Константин вопрошающе покосился на Епифана, взглядом спрашивая своего стременного, так ли это. Тот понял и сразу же, без колебаний, утвердительно кивнул.
Получалось нехорошо. Хозяйственник, который не ворует, редкость на Руси. Пусть и не столь большая, как в двадцатом веке, но и в тринадцатом такие, наверное, не часто встречаются, а он его обидел.
Пришлось немедленно дать задний ход.
— Эва как разошелся, — увещевающе произнес Константин. — Прямо и слова ему поперек не вставь. А то тебе невдомек, что шутя я все это сказал. Разве ж я не ведаю, что ты столь верно княжье добро стережешь, что о тебе скоро былины слагать будут. — И перевел разговор с щекотливой темы на более нейтральную: — А что за списки такие?
— Да вот. — Зворыка протянул аккуратный пергаментный свиток князю. — Порою и самому дивно, как много было добра и как быстро оно исчезает из бретяниц твоих. Слава тебе господи, что грамоте разумею, вот и повадился вписывать, сколь кому роздано да выдано.
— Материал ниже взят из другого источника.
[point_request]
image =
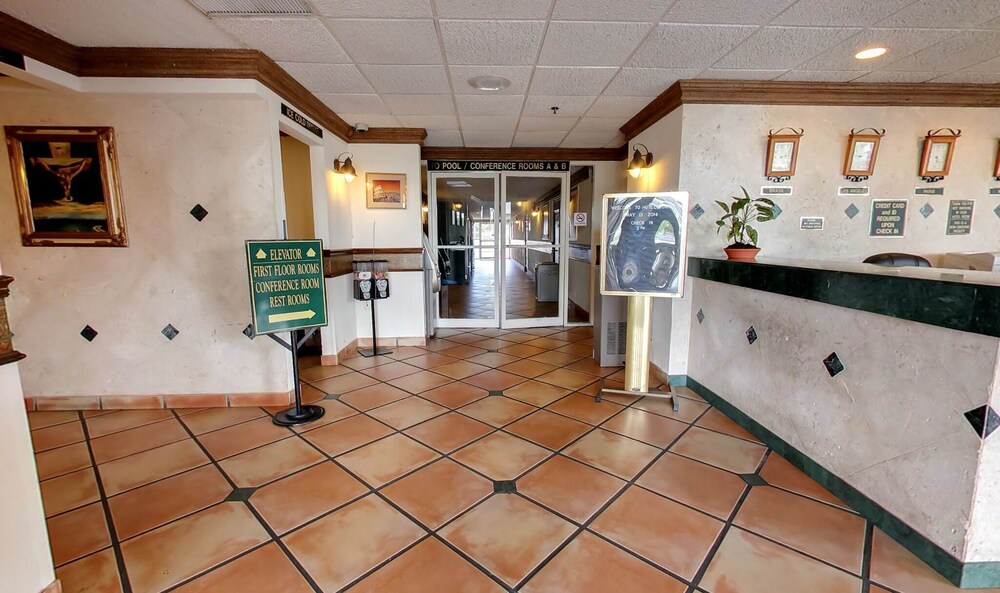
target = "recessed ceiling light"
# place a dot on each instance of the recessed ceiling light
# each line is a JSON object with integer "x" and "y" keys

— Ну-ка, ну-ка, — заинтересовался Константин, принимая из рук дворского скрученный лист и развертывая его.
Однако прочитать не получалось, поскольку многие устаревшие буквы из средневекового старославянского алфавита вышли из употребления еще за три сотни лет до рождения Кости.
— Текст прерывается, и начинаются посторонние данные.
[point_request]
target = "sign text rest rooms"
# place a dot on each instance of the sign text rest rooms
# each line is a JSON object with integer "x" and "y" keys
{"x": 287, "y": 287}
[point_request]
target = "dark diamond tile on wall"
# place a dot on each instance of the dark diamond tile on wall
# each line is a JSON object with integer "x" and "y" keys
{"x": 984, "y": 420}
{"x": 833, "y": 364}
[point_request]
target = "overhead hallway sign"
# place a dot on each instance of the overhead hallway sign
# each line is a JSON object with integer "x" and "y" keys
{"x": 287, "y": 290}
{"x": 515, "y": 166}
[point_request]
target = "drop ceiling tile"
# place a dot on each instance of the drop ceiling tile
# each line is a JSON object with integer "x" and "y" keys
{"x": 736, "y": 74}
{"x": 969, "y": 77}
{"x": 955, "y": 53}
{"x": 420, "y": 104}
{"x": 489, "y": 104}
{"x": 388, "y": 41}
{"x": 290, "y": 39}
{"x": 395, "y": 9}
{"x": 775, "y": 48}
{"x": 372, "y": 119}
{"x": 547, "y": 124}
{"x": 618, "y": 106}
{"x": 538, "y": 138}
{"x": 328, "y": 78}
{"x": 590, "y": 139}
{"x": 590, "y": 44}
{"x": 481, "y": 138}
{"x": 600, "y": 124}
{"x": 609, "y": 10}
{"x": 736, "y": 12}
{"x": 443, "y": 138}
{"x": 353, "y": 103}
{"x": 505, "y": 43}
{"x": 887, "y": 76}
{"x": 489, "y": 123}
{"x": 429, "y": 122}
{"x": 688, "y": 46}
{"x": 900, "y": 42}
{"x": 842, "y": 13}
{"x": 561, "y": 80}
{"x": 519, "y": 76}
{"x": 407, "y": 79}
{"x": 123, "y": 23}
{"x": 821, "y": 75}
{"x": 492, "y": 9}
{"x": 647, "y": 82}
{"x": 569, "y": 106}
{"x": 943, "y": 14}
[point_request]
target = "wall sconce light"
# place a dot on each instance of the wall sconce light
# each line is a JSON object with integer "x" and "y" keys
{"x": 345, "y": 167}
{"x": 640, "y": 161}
Написанные к тому же от руки мелким бисерным почерком, они и вовсе были непонятны глазу человека из двадцатого века, даже если он и был учителем истории.
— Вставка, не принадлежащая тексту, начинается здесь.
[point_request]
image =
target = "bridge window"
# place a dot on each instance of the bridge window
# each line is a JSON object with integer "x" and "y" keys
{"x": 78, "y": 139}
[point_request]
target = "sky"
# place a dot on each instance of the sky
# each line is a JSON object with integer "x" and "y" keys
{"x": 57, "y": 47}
Цифр в привычном для Константина понимании этого слова тоже не имелось.
Ни единой.
Некоторое время Орешкин обалдело таращился в свиток, пытаясь разыскать хоть одну, и лишь чуть погодя до него дошло, что роль чисел тут выполняют обычные буквы, только с волнистой линией сверху.
Еще пару минут он добросовестно пытался уяснить для себя хоть что-то, но потом оставил это бесполезное занятие и вернул список Зворыке.
— Понаписывал ты как курица лапой. Чти-ка сам.
Тот охотно согласился с князем:
— Это верно. Письмом я коряво владею. А писано тут все, чем ты бояр одаривал. Вот помечено. — И, звонко прокашлявшись, торжественно произнес: — Выдано по повелению княжьему боярину Кунею десять гривен, тако же и боярину Онуфрию и боярину Мосяге в един день тож по десятку гривен. А вон ранее, княже, по твоему повелению, тоже помечено, боярину Завиду, пятнадцать гривен. А после них Житобуд тебе в ноги пал и молвил так… — Зворыка поднял голову, отчего его небольшая остроконечная бороденка воинственно задралась, и процитировал по памяти: — «Всех слуг ты верных наделил, — не поскупился. Будь же и ко мне милостив, княже. Дай хоть что-нибудь от щедрот своих великих, а я за тебя буду вечно богу молить, ибо землица моя скудна, а смерды в праздности ходят, и оттого я в великой бедности и нищете пребываю». А ты ему, княже, тут же немедля борти в Заячьем лесу отдал. А с них, — он сокрушенно вздохнул, — каждый год немалые куны в скотницу твою клались.